Плюс ежедневные молитвы, утром и вечером, которые я, сам того не желая — выучил наизусть.
В конце концов, мои просьбы, видимо допекли, несгооворчивую старушку. А может в том виновата четверть самогона, которую бабка торжественно водрузила на стол, вкупе с огуречным салатом, солеными, в сметане, рыжиками, крупно порезанной домашней колбаской и пачкой «Беломора».
Хотя до этого дня я ни разу не видел, чтобы набожная баба Варя курила.
Так вот… старушка налила себе полный стакан. Накапала мне половину, благо уже пятнадцать лет стукнуло, что по сельским меркам, учитывая послевоенный мужской недород, равнялось вполне взрослому парню. Выпили. Бабка только крякнула, захрустев свежим огурцом. А я протолкнул семидесятиградусную жидкость двумя глотками ядрёного, холодного кваса.
Как сейчас помню, по всему телу разлилось тепло, мозги затуманились (фон подходящий) и тут бабка начала свой рассказ.

— До революции это было, внучок. — умело прикурила зелёной спичкой длинную беломорину старуха и, выпустив густую струю прямо в сидящего на табуретке, сразу чихнувшего кота — продолжила.
— В ту пору, в здешних местах верховодил местный богатей Михеев Прохор Петрович. Был он здесь царь, бог и земский начальник.
Восемь деревенек были под его властью. Почти каждый мужик на него работал и был ему должен так, что и по гроб жизни не рассчитаешься.
Самодур был еще тот. Сколь людей из-за своих прихотей на тот свет отправил — не счесть.
То по пьянке заставит пару мужиков в яму к медведю спрыгнуть. Накачает их самогоном. Даст в руки по топору. Да толку то. Задерёт их мишка, да под насест утащит, чтоб значит мясцо завоняло. Потом сожрет. Так двумя вдовами на селе больше становилось.
А то, посреди зимы, отрядит малолетних ребятишек, в одних рубашках, до пупа, вперегонки, до заимки и обратно бегать. А это ни много ни мало — пять верст с гаком. Частенько и не добегали. То волк задерёт, то с тропки малец собьётся да замерзнет.
А на свой день рождения другую забаву выдумал. Самую красивую деваху себе в хату утаскивал. Да чтоб непременно нетронутой была и не старше семнадцати годков.
Мне же в ту пору аккурат шестнадцать минуло. Да красоты была неимоверной. Ты со мной нынешней не сравнивай, поросёнок, — заметив мой недоверчивый взгляд, шутливо щёлкнула баба Варя меня по носу. — Старость, миленькиий, никого не красит.
— Так вот, парни за версту заглядывались. От сватов отбоя не было. Батька мой в город подался на заработки, да так и сгинул там. Ни ответа ни привета. А ростила меня матушка в одиночестве. Также, как и я ныне, травками людей лечила, рожать тайком помогала, али от плода нагуляного избавиться. Ты меня внук не суди строго. Я, бывает и сейчас, нет нет, да и занимаюсь делом нечестивым. Шибко уж просят. Да бог милостив, — перекрестилась на божничку старушка.

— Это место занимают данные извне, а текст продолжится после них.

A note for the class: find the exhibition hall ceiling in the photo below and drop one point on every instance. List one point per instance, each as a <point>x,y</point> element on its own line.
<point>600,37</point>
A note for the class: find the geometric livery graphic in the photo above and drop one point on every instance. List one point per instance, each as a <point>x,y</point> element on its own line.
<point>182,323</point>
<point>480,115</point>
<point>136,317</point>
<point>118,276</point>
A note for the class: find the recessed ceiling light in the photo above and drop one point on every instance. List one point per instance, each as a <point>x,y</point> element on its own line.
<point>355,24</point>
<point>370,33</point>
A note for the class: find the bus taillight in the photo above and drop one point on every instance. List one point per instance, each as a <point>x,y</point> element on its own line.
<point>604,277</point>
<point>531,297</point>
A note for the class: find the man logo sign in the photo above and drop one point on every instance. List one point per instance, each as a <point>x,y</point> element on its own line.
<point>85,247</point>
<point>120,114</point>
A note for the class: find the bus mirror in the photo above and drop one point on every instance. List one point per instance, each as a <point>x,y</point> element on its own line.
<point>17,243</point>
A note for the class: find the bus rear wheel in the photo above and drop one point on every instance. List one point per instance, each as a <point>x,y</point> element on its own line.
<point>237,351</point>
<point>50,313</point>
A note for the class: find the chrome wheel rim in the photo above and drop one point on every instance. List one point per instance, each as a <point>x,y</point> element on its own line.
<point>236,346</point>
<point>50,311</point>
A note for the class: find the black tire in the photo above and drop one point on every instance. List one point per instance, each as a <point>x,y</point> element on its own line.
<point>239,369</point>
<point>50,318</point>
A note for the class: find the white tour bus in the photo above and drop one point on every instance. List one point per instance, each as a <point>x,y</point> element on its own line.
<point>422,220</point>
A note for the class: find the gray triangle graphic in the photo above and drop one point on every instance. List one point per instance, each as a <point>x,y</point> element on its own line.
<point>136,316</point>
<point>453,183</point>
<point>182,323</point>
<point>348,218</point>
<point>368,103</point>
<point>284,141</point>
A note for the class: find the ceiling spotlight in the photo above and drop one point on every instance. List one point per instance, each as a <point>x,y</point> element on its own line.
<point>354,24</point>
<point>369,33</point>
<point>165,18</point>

— Мать покойницу, тоже колдуньей почитали. А я, как и ты, в это не верила. Был у меня жених. Васятка Кузнецов. Парень — кровь с молоком. Кудри вразлёт, росту под два метра, голубоглазый. Ажно сердце с одного взгляду заходилось.
Да вот незадача. Положил глаз на меня Прохор Петрович и в свой день рождения завалились к нам в избу трое его пьяных подручных. Стали меня силком на улицу волочь. Васятку мово, что в драку полез, без разговоров пристрелили из обреза, а матушке, что тоже заступиться хотела, дали коромыслом по башке. Дело было зимой. Связали меня супостаты, да как была, в ситцевом платьишке, бросили на подводу и, с гиканьем, да посвистом отвезли за пять вёрст на хозяйскую заимку.
Там привели в горницу, где за длинным столом сидела куча пьяного народу, а во главе стола сам Михеев.
Усадил меня рядом с собой. Кто-то сдёрнул с меня платье. На голову, типа обручального венца, нацепили венок из жгучей крапивы. Прохор Петрович самолично влил мне в горло цельный стакан самогона.
Я, само собой, быстро опьянела. Много ли мне, шестнадцатилетней, до этого не пившей ничего крепче квасу, соплюшке было надо.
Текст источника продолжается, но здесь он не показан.